Explosiones rojizas como rosas sangrientas aparecen en los gastados uniformes peruanos de aquellos que integran la primera fila de ataque, varios caen heridos de muerte, entre ellos su valiente Oficial, Carlos de Piérola. Pero la masa peruana ocupa el estrecho paso del malecón apretando entre sus manos sus fusiles coronados por aguzadas bayonetas que en unos segundos probarán sangre araucana. Por su parte, los soldados chilenos, haciendo lo mismo, se lanzan hacia los peruanos.

El tiempo se ralentiza, las sinapsis se paralizan pero el corazón retumba como una locomotora a todo vapor, el momento más sublime, el más ruin, el más ansiado y odiado por aquellos hombres de guerra está a punto a llegar… el combate cuerpo a cuerpo. 

Las tropas se acercan, ya se pueden distinguir claramente las facciones del rival, ya se puede notar el color del iris de los ojos… El choque es cruento, los aceros peruanos y chilenos se cruzan e incrustan con furia en los cuerpos antagónicos, sangre peruana y chilena se mezcla en el otrora hermoso balneario de Chorrillos convirtiendo el piso en una masa viscosa, llena de cuerpos desarticulados y quejumbrosos, allí se mata y se muere sin pedir tregua. Casi no se oyen disparos, algunos oficiales y suboficiales enfrentados hacen usos de sus revólveres pero es el frío acero quien se hace presente en todo su mortal esplendor.

La arremetida resulta imparable, las bayonetas peruanas se imponen a los yataganes chilenos, la formación sureña se deshace y los peruanos pasan a través de ella dejando en el camino un vendaval de camaradas muertos y heridos.
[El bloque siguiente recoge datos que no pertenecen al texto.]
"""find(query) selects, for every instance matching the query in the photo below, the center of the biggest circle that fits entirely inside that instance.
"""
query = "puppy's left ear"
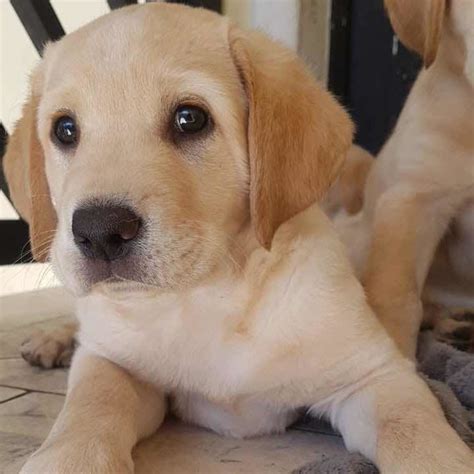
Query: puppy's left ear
(25, 173)
(298, 135)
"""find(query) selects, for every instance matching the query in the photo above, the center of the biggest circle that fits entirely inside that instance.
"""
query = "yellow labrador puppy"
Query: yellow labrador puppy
(414, 240)
(183, 161)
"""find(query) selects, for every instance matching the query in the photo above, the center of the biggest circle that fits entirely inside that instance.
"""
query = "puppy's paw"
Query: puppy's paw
(48, 350)
(456, 328)
(79, 456)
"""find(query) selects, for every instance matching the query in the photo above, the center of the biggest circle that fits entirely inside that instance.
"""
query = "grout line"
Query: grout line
(32, 390)
(14, 397)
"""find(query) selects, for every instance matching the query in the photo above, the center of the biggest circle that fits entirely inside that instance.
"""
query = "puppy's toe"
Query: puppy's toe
(46, 351)
(457, 329)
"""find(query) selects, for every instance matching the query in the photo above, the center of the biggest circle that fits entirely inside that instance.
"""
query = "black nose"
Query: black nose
(105, 232)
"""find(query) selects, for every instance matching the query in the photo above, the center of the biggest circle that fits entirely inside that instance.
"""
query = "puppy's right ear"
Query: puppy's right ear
(24, 169)
(418, 24)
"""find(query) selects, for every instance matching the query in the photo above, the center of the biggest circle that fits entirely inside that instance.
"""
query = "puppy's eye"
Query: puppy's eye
(190, 119)
(65, 131)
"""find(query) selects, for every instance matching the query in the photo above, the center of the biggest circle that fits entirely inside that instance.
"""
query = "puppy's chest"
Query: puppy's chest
(176, 346)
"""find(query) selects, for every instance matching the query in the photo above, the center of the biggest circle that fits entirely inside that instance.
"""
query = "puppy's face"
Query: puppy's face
(143, 127)
(156, 136)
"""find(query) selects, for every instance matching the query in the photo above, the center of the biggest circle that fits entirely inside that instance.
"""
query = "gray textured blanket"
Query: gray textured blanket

Los sobrevivientes toman el camino de la bajada a los baños para ganar la playa y de allí no pararán hasta los reductos de Miraflores… alborozados gritan para espantar el miedo y los nervios que aun los atenaza, no pueden creer lo que acaban de hacer… Pero el costo ha sido alto, las dos terceras parte del Batallón Guardia Peruana queda tendido entre las baldosas del malecón.

Los infantes chilenos, enardecidos, tampoco pueden creer lo que han presenciado. Contabilizan sus bajas y repasan a los heridos peruanos allí donde los encuentran. Nada opacará aquel acto de valor en donde la tenacidad del cholo se impuso al número del roto. Carlos de Piérola, herido, estuvo a punto de ser fusilado pero salvó la vida gracias a su alto grado oficial. Tuvo más suerte que muchos otros soldados de tropa.

Este desconocido acto tuvo lugar en los estertores de la Batalla de San Juan. Actos de valor perdidos en el tiempo que, renacen poco a poco para mostrar el coraje de tantos peruanos que dieron la vida por nuestro Perú. 

Malecón de Chorrillos - Aquí fue el encuentro del relato. Al fondo el Morro Solar, por donde descendió el Batallón peruano
Malecón de Chorrillos. El Morro Solar se encuentra detrás.